The defects that could have led to the hole in the trusses – DW – 01/24/2023

The Americanas crisis has raised doubts about the control and accounting mechanisms used by the Brazilian retail giant. Last January 11, the then CEO Sérgio Rial announced to investors inconsistencies in the company’s balance sheets which, according to him, have reached R$ 20 billion. Amid the scandal, Rial resigned just nine days after taking office. The case rocked the financial market, with the retailer’s shares dropping about 80% the day after the breach was announced.

The debts, which a few days later reached R$ 43 billion, had not been included in Americanas’ financial results, i.e. they were “hidden”.

According to Rial, the damage has come, in large part, from “thrown risks,” or forfeit operations, in which bank loans are used to pay suppliers. Even these values ​​were not identified by the audit, carried out by the multinational consultancy PwC.

Last week, Americanas got its judicial recovery request granted by Rio’s 4th Corporate Court. Founded in 1929, in Niterói (RJ), and having as majority shareholders, since 1982, the 3G Capital group of billionaires Jorge Lemann, Marcel Telles and Carlos Sicupira, the retailer currently has more than 3,600 physical stores and approximately 40,000 employees. Of the creditors alone, there are more than 16,000.

DW Brasil spoke to financial experts and listed some flaws that could have led to the colossal gap in the accounts of the national retail giant.

1. Treat “pick risk” as a debt owed to the supplier

The so-called “withdrawal risk”, or lump sum, is a method of anticipating payments to suppliers, used in the retail sector, which normally works with installment payments and long-term creditors to customers.

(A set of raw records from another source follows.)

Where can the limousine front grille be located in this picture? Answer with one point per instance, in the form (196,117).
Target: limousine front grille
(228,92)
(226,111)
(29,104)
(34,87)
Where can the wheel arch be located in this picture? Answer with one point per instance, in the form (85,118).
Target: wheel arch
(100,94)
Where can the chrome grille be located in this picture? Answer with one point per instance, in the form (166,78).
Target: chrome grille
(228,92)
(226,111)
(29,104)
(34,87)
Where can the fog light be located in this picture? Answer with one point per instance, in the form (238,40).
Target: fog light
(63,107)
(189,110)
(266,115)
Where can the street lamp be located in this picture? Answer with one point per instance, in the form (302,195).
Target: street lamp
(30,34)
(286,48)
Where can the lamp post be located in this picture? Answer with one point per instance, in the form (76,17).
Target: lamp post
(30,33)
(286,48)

Since suppliers require payment for products within tight deadlines, the retailer uses bank loans to pay off these amounts. Thus, the vendor’s creditor becomes the financial institution that made the payment to the vendors.

However, what may have happened in the case of Americanas is that the liabilities to banks were not recorded as financial payables, but, instead, as accounts payable, which does not appear in the results sent to the market by publicly traded companies. , such as the dealer.

As a result, the interest on the bank loan may not have been reported as an increase in debt, but as an expense, explains Insper finance and accounting professor Eric Barreto. “At first, this doesn’t change the size of the debt, because it is the present value. Over time, it would have to take into account the interest on this liability, the counterpart of which would be an increase in debt,” he highlights.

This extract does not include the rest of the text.